Screening metal-organic frameworks for adsorption-driven osmotic heat engines via grand canonical Monte Carlo simulations and machine learning.

作者信息

Long Rui, Xia Xiaoxiao, Zhao Yanan, Li Song, Liu Zhichun, Liu Wei

机构信息

School of Energy and Power Engineering, Huazhong University of Science and Technology, Wuhan 430074, P. R. China.

出版信息

iScience. 2020 Dec 9;24(1):101914. doi: 10.1016/j.isci.2020.101914. eCollection 2021 Jan 22.

Abstract

Adsorption-driven osmotic heat engines offer an alternative way for harvesting low-grade waste heat below 80°C. In this study, we performed a high-throughput computational screening based on grand canonical Monte Carlo simulations to identify the high-performance metal-organic frameworks (MOFs) from 1322 computationally ready experimental MOF structures for adsorption-driven osmotic heat engines with LiCl-methanol as the working fluid.
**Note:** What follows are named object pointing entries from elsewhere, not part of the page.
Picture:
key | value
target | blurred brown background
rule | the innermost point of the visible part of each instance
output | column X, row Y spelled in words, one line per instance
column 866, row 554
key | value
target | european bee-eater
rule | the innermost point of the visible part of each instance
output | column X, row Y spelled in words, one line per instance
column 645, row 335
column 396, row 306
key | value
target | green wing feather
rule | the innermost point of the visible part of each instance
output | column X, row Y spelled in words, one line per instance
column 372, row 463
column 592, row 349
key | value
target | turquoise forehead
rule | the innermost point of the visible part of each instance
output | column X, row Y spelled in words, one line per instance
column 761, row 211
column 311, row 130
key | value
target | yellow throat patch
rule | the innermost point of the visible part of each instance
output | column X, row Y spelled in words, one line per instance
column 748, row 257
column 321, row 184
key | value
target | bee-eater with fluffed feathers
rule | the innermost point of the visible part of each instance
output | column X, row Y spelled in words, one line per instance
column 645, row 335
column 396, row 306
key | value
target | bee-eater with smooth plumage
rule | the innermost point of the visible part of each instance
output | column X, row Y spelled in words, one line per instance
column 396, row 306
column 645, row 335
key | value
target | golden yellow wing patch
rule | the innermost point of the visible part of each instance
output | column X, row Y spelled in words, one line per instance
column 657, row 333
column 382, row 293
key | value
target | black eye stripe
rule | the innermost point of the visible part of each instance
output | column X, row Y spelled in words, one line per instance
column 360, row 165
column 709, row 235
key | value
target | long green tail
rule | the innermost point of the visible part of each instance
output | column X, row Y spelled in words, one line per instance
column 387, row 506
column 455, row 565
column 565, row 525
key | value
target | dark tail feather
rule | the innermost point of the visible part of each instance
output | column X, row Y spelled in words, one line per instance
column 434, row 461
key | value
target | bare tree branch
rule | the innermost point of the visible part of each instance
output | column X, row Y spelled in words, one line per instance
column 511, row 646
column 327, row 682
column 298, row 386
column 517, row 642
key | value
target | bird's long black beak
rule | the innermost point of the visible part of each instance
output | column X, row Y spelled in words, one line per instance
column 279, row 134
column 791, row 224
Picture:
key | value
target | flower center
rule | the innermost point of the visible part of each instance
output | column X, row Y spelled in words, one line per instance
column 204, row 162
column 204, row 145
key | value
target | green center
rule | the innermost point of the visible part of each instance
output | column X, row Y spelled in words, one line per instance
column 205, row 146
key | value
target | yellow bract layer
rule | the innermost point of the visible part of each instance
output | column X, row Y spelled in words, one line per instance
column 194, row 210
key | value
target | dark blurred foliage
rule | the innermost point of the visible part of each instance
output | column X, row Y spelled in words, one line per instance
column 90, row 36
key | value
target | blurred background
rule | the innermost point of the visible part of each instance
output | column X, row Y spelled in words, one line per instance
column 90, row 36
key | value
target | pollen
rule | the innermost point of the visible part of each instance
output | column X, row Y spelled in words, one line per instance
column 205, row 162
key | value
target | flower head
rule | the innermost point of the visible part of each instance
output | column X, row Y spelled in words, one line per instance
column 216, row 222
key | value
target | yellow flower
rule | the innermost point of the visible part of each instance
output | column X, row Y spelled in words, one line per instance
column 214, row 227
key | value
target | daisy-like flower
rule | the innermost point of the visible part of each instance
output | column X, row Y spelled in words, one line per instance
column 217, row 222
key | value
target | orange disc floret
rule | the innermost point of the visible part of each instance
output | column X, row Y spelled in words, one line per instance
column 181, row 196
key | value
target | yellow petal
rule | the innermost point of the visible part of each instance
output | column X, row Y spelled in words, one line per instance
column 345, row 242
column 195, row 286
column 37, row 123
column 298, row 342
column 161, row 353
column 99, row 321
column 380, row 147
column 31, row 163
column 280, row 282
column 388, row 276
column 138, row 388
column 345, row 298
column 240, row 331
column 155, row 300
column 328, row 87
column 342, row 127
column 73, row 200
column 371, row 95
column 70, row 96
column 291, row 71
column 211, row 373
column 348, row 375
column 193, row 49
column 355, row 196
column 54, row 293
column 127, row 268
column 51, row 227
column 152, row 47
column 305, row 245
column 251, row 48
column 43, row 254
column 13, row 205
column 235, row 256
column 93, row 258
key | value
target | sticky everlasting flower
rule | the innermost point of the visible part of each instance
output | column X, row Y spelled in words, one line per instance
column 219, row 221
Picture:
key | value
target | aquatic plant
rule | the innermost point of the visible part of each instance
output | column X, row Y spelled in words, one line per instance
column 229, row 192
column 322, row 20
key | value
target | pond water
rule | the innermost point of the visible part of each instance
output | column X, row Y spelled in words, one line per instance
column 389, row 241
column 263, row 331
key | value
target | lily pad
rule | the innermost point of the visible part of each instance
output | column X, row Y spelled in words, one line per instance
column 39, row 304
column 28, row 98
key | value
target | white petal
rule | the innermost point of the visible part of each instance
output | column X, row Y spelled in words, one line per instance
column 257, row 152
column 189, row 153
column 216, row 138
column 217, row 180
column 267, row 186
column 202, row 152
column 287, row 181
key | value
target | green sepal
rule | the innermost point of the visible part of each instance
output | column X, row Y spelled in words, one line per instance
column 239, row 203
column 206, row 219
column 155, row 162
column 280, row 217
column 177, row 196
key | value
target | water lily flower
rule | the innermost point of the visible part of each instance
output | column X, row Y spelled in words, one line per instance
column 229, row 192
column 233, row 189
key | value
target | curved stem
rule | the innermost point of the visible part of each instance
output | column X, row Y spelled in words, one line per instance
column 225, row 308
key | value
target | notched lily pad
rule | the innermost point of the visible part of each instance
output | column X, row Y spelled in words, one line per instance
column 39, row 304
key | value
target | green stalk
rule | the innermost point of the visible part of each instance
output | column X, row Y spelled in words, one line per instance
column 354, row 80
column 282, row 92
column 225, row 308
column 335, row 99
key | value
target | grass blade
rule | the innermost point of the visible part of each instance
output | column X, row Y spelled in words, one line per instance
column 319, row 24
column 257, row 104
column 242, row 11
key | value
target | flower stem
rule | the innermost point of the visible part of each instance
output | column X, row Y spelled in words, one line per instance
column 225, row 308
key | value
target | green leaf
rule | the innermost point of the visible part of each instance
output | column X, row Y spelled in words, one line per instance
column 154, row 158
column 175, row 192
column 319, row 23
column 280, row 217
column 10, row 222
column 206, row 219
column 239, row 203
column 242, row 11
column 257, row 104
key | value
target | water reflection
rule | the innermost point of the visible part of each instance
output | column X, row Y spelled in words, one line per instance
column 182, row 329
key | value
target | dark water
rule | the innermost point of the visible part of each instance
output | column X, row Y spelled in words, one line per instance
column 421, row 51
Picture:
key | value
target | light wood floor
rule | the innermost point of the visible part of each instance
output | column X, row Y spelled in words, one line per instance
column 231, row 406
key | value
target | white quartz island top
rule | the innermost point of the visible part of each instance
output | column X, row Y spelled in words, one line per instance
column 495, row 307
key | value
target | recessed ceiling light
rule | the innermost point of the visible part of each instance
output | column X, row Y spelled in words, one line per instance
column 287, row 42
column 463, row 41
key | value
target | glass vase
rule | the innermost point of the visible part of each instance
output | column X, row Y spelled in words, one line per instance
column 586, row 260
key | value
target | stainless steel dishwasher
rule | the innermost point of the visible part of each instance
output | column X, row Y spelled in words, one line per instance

Structure-property relationship analysis reveals that MOFs exhibiting high energy efficiency possess large working capacity, pore size and surface area, and moderate adsorption enthalpy comparable to the evaporation enthalpy. Furthermore, machine learning is employed to accelerate the computational screening for satisfied MOFs via the structure properties. The optimal structure properties of the MOFs are further identified via the ensemble-based regression model by optimizing the energy efficiency via the genetic algorithm, which shed light on rationally designing and fabricating MOFs for desired heat-to-electricity conversion.

摘要

吸附驱动的渗透热机为收集80°C以下的低品位废热提供了一种替代方法。在本研究中,我们基于巨正则蒙特卡罗模拟进行了高通量计算筛选,以从1322个计算就绪的实验性金属有机框架(MOF)结构中识别出以LiCl-甲醇为工作流体的吸附驱动渗透热机的高性能MOF。结构-性能关系分析表明,具有高能效的MOF具有较大的工作容量、孔径和表面积,以及与蒸发焓相当的中等吸附焓。此外,利用机器学习通过结构属性加速对满意MOF的计算筛选。通过基于遗传算法优化能量效率的基于系综的回归模型,进一步确定了MOF的最佳结构属性,这为合理设计和制造用于所需热电转换的MOF提供了思路。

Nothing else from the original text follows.